Anforderungs-Management in agilen Zeiten – muss das wirklich sein?

Ein Fachbeitrag von Joachim Seidler, Segment Manager Industry 

Der Titel klinkt provokant und das ist, offen zugegeben, reine Absicht. Bei der Entscheidung ein Projektvorhaben agil durchzuführen, bewegt man sich in der Regel in einem empirischen Umfeld. Das Ziel (Produkt) ist nicht unmittelbar und im Detail beschreibbar, der Weg ist quasi Teil des Ziels. Wie widmet man sich unter diesen Bedingungen dem Thema Anforderungsmanagement (Requirements Engineering)?

Laut reiner Scrum-Lehre erstellt und pflegt der Product Owner ein Register (Backlog) seiner Anforderungen an das Produkt. Das klingt überschaubar, verschleiert aber etwas, wie wichtig dieses Product-Backlog und die Rolle Product Owner für den Projekterfolg sind.
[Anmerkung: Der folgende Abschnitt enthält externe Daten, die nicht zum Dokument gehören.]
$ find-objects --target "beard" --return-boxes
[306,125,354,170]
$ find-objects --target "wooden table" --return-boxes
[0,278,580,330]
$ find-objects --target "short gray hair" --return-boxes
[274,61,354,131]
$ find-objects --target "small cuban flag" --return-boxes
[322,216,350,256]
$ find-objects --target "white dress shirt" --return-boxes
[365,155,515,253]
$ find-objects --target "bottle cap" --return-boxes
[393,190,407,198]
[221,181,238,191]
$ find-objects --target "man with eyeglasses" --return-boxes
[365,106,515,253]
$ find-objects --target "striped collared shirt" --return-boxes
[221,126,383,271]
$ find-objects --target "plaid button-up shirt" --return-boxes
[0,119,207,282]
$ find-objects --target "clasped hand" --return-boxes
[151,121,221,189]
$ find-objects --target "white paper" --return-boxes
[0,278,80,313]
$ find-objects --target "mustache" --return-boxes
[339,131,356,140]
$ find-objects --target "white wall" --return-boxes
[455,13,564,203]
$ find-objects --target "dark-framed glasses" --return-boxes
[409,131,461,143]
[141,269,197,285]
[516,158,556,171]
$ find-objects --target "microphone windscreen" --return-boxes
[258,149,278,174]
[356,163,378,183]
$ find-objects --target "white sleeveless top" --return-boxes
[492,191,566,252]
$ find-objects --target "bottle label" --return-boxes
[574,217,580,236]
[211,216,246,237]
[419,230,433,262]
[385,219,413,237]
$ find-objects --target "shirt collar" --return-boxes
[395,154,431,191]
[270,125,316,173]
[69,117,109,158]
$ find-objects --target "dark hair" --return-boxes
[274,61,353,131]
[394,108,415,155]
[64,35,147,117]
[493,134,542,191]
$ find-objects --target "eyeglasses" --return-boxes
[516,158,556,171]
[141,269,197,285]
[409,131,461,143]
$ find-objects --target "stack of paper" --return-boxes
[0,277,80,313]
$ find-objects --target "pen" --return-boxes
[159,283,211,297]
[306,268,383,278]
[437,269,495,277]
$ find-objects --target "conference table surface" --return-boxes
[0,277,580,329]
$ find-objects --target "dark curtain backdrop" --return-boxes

Strukturiertes Projektumfeld

Im strukturierten Projektumfeld werden Anforderungen idealerweise durch Requirements Engineers aufgenommen, dokumentiert und der Entwicklung zugeführt. Der Prozess sieht dabei eine längere Phase der Anforderungserhebung zu Projektbeginn vor und nach dem Entwicklungsstart geringere Aktivitäten in Richtung Anforderungserhebung (abgesehen von Änderungen).

Agiles Projektumfeld

Im agilen Projektumfeld erfolgt das Anforderungsmanagement fortlaufend während des gesamten Projektverlaufs. Also ernennen wir den Requirements Engineer einfach zum Product Owner und lösen damit die Herausforderung? Ausschlaggebend bei einer solchen Entscheidung ist, sich bewusst zu machen, dass der Product Owner über die gesamte Projektlaufzeit Teil des Teams ist.

Anforderungsmanagement

Das Anforderungsmanagement ist nicht eine Phase, sondern kontinuierlicher Teil des Prozesses. Als Product Owner gilt es ergänzend viele Disziplinen wie Kommunikationsstärke, Team- und Unternehmergeist, Entscheidungswille und tiefes Produktverständnis zu beherrschen. Mit Themen, Epics und User Stories wird das Product Backlog fortlaufend gepflegt und es werden Sprints geplant. Sprint-Ergebnisse werden gegen die Ziele geprüft und die Erfahrungen im weiteren Verlauf berücksichtigt. Der ewige Kreislauf des Lebens…ähm, agilen Vorgehens nach Scrum natürlich.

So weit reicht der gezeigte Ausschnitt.